A Camaiore i tappeti di segatura sono un appuntamento molto importante per gli abitanti e per il Centro Diurno. Quindi abbiamo contattato alcuni tappetari che ci hanno tramandato le loro conoscenze ben contenti di avere altri gruppi che portavano avanti la tradizione. E dal 2000 ogni anno al centro si lavora per realizzare, la sera del Corpus Domini, un tappeto di segatura. Questo momento diventa una grossa vetrina per i disegni fatti all’interno del centro. E che soddisfazione rivedere il proprio disegno sulla strada così bello e così grande. Negli ultimi anni si sono uniti anche alcuni genitori che collaborano in tutte le fasi. E’ proprio un bel lavoro di gruppo perché c’è chi progetta, chi disegna, chi scartavetra, chi taglia, chi staccia la segatura, chi la colora ed infine chi la sera stessa realizza l’opera. Ultimi ma non per importanza, tutti coloro che sostengono il gruppo durante tutto il percorso che altrimenti sarebbe molto molto faticoso!

L’orario dei centri diurni è 9 alle 16. Le attività sono di laboratorio (telaio, ceramica, impagliatura, computer, pittura), motorie (palestra, piscina, cavallo), di socializzazione (musica, teatro, uscite, etc) e di cura della propria persona. Ben presto però all’interno delle assemblee degli utenti del centro c’era chi chiedeva di andare a mangiare la pizza, chi voleva fare la gita di due giorni, chi voleva partecipare a mercatini ed ad altre iniziative promosse dalle Associazioni del territorio che in genere si svolgono il sabato e la domenica. C’era che chiedeva di rappresentare uno spettacolo di teatro, chi voleva andare a vedere un concerto del suo cantante preferito ecc. Nel corso del tempo così i centri si sono adeguati ed aperti non solo a nuove esperienze, ma anche a nuovi orari che vanno incontro agli interessi di ogni singola persona e della sua famiglia.

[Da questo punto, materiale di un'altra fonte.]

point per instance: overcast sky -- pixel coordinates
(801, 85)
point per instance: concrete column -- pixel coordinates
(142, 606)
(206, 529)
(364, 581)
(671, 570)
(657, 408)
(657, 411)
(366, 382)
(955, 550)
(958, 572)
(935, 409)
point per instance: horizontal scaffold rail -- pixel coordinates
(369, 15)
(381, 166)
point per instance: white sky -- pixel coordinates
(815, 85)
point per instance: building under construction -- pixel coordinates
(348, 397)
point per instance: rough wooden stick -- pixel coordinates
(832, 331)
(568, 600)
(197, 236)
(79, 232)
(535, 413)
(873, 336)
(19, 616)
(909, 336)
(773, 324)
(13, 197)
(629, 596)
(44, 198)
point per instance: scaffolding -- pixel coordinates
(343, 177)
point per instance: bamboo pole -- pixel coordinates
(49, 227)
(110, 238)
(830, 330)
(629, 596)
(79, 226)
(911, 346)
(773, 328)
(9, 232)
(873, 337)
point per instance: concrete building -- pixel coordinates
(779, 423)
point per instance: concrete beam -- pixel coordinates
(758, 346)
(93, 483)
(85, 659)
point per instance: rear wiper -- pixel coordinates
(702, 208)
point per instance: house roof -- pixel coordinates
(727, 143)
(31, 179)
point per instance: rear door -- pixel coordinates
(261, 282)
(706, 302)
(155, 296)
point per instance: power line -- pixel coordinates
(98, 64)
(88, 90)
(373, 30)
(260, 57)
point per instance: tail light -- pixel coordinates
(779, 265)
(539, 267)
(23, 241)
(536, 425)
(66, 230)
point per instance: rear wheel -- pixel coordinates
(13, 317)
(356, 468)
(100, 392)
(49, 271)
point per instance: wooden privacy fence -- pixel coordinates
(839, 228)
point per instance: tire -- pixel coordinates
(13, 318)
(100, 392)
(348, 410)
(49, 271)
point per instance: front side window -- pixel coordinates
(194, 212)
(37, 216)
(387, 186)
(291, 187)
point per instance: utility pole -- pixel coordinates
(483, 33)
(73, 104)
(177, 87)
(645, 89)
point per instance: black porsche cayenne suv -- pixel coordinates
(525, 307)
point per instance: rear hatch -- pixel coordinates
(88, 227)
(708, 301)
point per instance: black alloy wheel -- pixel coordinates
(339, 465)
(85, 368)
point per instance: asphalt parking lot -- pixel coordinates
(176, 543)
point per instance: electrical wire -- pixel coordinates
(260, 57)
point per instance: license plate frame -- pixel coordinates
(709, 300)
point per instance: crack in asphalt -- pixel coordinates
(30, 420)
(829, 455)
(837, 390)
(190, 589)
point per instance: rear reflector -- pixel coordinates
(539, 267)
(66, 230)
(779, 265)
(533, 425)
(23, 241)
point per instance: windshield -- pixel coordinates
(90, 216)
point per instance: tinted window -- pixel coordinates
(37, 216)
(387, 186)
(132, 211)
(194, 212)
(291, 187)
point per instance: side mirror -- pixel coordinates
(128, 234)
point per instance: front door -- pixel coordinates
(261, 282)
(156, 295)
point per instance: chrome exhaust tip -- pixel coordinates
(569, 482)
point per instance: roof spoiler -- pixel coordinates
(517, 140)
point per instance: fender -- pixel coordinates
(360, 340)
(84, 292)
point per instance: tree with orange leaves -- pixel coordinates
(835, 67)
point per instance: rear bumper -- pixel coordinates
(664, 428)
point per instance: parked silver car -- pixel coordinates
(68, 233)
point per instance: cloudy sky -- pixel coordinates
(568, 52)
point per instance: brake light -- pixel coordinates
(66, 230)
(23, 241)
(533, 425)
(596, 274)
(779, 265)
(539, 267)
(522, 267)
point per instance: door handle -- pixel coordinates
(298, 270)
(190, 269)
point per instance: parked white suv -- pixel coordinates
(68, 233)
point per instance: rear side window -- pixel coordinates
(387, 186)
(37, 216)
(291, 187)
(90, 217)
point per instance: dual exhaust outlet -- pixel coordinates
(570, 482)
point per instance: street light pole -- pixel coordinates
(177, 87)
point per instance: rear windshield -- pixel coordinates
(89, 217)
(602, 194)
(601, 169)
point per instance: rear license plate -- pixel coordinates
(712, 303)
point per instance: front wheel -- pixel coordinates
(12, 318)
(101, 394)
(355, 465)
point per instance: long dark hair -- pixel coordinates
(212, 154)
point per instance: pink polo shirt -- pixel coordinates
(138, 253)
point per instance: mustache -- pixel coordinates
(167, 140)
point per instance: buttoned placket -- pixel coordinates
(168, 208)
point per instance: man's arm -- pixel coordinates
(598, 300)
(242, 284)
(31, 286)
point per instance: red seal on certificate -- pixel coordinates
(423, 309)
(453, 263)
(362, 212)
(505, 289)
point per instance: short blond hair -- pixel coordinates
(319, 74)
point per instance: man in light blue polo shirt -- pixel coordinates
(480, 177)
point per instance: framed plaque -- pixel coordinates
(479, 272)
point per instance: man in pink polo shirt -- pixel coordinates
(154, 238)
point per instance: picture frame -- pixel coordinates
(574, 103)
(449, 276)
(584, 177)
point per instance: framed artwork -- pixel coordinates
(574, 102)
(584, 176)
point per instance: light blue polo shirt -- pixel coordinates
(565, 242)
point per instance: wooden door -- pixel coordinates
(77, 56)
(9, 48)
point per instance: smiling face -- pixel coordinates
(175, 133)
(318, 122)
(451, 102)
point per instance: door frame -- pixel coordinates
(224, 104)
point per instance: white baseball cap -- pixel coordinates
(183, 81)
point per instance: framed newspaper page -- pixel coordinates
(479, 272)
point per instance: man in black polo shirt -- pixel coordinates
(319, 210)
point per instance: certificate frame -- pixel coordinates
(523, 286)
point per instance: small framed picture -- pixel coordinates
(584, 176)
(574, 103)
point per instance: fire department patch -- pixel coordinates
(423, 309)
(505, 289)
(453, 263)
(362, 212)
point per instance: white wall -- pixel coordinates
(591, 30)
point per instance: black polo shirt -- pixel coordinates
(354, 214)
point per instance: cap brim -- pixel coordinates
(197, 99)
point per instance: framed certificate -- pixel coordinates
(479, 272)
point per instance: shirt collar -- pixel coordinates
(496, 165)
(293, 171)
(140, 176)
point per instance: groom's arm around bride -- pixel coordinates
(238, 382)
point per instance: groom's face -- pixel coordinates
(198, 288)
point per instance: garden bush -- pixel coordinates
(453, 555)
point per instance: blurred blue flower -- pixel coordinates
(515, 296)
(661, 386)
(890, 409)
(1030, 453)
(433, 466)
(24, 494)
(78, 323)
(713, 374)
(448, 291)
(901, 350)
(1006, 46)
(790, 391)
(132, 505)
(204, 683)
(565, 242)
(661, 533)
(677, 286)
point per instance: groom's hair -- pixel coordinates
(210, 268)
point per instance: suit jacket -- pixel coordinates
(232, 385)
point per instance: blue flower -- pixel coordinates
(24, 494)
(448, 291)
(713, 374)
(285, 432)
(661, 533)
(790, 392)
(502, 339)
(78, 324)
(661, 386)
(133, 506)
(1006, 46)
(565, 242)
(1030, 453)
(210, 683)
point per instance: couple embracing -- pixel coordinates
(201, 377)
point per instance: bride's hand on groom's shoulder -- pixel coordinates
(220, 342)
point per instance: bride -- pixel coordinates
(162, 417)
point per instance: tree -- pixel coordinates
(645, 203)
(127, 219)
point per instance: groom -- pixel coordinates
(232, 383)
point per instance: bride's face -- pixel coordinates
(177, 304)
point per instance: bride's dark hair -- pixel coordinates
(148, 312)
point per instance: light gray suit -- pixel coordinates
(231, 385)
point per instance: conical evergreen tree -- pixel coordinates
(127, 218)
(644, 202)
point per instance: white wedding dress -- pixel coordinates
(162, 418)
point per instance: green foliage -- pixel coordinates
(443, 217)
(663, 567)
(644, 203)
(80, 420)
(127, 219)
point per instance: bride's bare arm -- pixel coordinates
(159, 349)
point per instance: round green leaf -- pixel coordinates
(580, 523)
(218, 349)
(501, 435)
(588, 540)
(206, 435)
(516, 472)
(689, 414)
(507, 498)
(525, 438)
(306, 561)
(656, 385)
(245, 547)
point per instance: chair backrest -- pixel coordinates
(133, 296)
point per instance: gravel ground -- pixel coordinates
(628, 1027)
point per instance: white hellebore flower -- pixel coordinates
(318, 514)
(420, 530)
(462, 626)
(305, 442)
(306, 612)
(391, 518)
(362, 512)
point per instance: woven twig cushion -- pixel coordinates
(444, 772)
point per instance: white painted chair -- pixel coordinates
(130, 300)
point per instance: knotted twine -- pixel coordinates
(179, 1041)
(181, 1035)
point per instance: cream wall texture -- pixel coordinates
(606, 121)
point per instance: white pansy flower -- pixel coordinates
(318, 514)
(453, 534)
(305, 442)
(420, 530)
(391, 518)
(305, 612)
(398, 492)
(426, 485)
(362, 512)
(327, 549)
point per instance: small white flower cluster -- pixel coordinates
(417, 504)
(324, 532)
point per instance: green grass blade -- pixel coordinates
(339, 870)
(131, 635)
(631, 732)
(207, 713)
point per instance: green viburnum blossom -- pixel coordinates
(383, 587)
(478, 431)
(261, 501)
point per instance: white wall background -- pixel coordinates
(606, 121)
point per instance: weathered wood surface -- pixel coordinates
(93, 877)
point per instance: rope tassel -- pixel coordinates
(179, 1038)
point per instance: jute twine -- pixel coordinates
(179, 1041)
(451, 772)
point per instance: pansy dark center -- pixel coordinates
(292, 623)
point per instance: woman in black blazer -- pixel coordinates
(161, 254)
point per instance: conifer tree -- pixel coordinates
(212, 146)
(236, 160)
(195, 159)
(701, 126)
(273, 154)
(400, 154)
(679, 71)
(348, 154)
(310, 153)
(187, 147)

All’inizio la Galleria delle Differenze era solo un’idea: rendere visibili a un potenziale visitatore certi aspetti della personalità degli ospiti e della loro creatività. Oggi in questo spazio si portano in primo piano forme e colori scaturiti direttamente dalla pura fantasia dell’ospite; da una creatività libera da qualunque filtro. In breve si tratta di Arte. Da qui il nome di “Galleria” associato alla parola “Differenza”; da qui l’idea di fondere, confondere, confrontare l’esperienza/espressione di artisti “veri” con quella dei “nostri”. Abbiamo alle spalle circa trenta mostre, parecchie opere apprezzate dai numerosi visitatori. Ci siamo anche abituati a vedere, ai nostri vernissage, genitori dall’aria incredula aggirarsi tra le opere mormorando «non credevo che mio figlio fosse un artista». Ma quello che ci interessa molto di più, e che ci spinge a continuare, è che molti ospiti ci chiedono con una certa insistenza: «Ma quando si fa la prossima mostra?»

Dal Servizio di Assistenza Scolastica agli alunni disabili nelle scuole emerge quanto il rapporto con l’operatore CREA sia vissuto con vicinanza ed empatia dalle famiglie. Questo perché il suo intervento si rivolge ad uno spazio fondamentale della quotidianità della vita scolastica e personale del bambino. Coadiuvando gli insegnanti, gli operatori di questo servizio promuovono interventi educativi basati sulla mediazione nella relazione fra i pari e di rinforzo sulle competenze sociali e sulle autonomie personali. Inoltre l’operatore risulta essere un punto di riferimento importante poiché l’intervento è calibrato sulle esigenze specifiche di ogni singolo alunno assistito.